Self-Hosted Observability Stack

# docker-compose.observability.yml
version: "3.9"

services:
  # OpenTelemetry Collector — receives traces, sends to Tempo
  otel-collector:
    image: otel/opentelemetry-collector-contrib:0.98.0
    ports:
      - "4317:4317"   # gRPC
      - "4318:4318"   # HTTP
    volumes:
      - ./otel-config.yml:/etc/otel-collector-config.yml:ro
    command: ["--config=/etc/otel-collector-config.yml"]

  # Grafana Tempo — distributed trace storage
  tempo:
    image: grafana/tempo:2.4.1
    ports:
      - "3200:3200"
    volumes:
      - ./tempo.yml:/etc/tempo.yml:ro
      - tempo_data:/tmp/tempo
    command: ["-config.file=/etc/tempo.yml"]

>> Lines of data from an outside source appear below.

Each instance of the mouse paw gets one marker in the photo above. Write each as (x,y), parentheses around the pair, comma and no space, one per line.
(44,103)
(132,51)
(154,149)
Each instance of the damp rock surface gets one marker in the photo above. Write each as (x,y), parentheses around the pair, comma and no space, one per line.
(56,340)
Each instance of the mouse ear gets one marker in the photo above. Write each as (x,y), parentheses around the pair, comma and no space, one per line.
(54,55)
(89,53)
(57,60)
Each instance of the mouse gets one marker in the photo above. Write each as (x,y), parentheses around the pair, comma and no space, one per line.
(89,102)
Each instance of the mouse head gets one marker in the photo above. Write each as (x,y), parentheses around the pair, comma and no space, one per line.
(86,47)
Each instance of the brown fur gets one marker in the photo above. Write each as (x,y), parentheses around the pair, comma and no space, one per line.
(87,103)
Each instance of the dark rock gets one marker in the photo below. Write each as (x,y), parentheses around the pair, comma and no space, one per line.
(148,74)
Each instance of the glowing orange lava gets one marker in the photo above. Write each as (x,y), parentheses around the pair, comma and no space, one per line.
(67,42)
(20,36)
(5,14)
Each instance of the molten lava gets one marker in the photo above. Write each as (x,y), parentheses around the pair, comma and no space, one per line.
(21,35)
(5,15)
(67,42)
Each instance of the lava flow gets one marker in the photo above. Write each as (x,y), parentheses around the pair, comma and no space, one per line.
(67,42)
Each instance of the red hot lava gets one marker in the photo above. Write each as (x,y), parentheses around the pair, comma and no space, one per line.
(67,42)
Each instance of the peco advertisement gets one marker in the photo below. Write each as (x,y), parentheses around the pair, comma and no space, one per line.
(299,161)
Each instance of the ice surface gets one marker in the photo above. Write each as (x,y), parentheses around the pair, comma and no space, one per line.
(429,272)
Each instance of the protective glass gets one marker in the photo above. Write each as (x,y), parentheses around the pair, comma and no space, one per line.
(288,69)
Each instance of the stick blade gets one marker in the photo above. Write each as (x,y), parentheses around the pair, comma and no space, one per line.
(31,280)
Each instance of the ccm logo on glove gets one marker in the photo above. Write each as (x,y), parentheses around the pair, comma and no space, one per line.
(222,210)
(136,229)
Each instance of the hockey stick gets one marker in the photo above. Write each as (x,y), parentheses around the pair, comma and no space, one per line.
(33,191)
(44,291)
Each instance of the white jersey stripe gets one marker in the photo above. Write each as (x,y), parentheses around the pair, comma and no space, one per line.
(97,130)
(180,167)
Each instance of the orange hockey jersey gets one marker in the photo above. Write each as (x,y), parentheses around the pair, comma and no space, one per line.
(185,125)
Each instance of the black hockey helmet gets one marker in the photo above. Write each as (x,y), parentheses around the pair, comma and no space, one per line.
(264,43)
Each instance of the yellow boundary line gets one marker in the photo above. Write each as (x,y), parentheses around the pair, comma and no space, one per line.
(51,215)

  # Grafana Loki — log aggregation
  loki:
    image: grafana/loki:2.9.7
    ports:
      - "3100:3100"
    volumes:
      - loki_data:/loki

  # Grafana — dashboards for traces + logs
  grafana:
    image: grafana/grafana:10.4.0
    ports:
      - "3000:3000"
    environment:
      - GF_AUTH_ANONYMOUS_ENABLED=true
      - GF_AUTH_ANONYMOUS_ORG_ROLE=Admin

volumes:
  tempo_data: {}
  loki_data: {}
# otel-config.yml
receivers:
  otlp:
    protocols:
      grpc:
        endpoint: 0.0.0.0:4317
      http:
        endpoint: 0.0.0.0:4318

processors:
  batch:
    timeout: 5s
    send_batch_size: 1024

exporters:
  otlp/tempo:
    endpoint: tempo:4317
    tls:
      insecure: true

service:
  pipelines:
    traces:
      receivers: [otlp]
      processors: [batch]
      exporters: [otlp/tempo]

Correlate Traces and Logs

The trace_id and span_id from OpenTelemetry should appear in every log line so you can jump from a log to the corresponding trace.

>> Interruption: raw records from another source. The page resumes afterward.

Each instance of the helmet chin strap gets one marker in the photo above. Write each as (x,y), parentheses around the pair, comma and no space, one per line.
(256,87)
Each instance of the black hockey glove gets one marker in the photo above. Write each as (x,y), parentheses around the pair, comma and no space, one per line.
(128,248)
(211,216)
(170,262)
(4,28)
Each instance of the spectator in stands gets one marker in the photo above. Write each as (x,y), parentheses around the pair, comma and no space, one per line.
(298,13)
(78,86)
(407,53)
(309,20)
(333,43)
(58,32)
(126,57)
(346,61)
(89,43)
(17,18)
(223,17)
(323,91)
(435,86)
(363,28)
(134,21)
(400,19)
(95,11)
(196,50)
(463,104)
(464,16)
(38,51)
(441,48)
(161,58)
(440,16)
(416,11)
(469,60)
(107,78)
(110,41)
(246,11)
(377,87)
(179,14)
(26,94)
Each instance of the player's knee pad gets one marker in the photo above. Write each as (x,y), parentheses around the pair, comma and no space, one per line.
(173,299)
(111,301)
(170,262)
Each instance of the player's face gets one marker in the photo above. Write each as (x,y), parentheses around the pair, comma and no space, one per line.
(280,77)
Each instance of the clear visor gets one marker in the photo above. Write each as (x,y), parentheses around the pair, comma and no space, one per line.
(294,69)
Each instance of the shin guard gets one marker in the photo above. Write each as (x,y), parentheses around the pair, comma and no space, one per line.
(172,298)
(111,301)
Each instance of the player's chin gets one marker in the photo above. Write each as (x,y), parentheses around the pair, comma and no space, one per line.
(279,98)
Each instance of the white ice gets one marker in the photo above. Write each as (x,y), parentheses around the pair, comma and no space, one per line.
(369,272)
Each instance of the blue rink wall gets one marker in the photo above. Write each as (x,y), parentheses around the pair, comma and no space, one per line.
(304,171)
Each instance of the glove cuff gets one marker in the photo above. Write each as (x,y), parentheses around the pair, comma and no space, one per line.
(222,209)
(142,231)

// In Pino, inject trace context automatically
import { context, trace } from '@opentelemetry/api';

const loggingMiddleware = (req, res, next) => {
  const span = trace.getActiveSpan();
  const spanContext = span?.spanContext();

  req.log = logger.child({
    trace_id: spanContext?.traceId,
    span_id: spanContext?.spanId,
    request_id: req.headers['x-request-id'],
  });

  next();
};

In Grafana, set up a data link from Loki log lines to Tempo traces using trace_id:

Grafana → Loki data source → Derived Fields
Field name: trace_id
Regex: "trace_id":"(\w+)"
URL: /explore?orgId=1&left=...&right={"datasource":"Tempo","queries":[{"query":"${__value.raw}"}]}

Clicking a trace_id in a log line opens the full distributed trace in Grafana Tempo — no copying and pasting.

Alerting on Trace Anomalies

Set up alerts based on trace data to catch performance regressions:

# Grafana alert rule
groups:
  - name: trace-alerts
    rules:
      - alert: SlowPaymentProcessing
        expr: histogram_quantile(0.95, rate(payment_duration_seconds_bucket[5m])) > 5
        for: 5m
        labels:
          severity: warning
        annotations:
          summary: "P95 payment processing latency exceeds 5 seconds"

Async Debugging Workflow for Remote Teams

When an incident occurs, remote teams benefit from a structured async process:

  1. First responder captures the trace ID from error logs and posts it in the incident channel
  2. Anyone on the team can open the trace in Grafana Tempo and investigate without waiting for a sync meeting
  3. Root cause is documented in the incident thread with a link to the relevant trace
  4. Follow-up actions are tracked as tickets, not Slack messages

This workflow works across time zones because all context is embedded in the trace.

Cost Considerations for Self-Hosted Observability

Component Storage Cost Retention Monthly Estimate (50 services)
Tempo (traces) ~2GB/day 7 days ~$5 (disk only)
Loki (logs) ~5GB/day 30 days ~$15 (disk only)
Grafana Negligible N/A $0
OTel Collector CPU/RAM N/A ~1 vCPU, 512MB RAM

Self-hosting the full stack costs a fraction of hosted alternatives like Datadog or New Relic. For a team running 50 services, the difference can be thousands of dollars per month. The trade-off is maintenance burden – someone needs to own the observability infrastructure.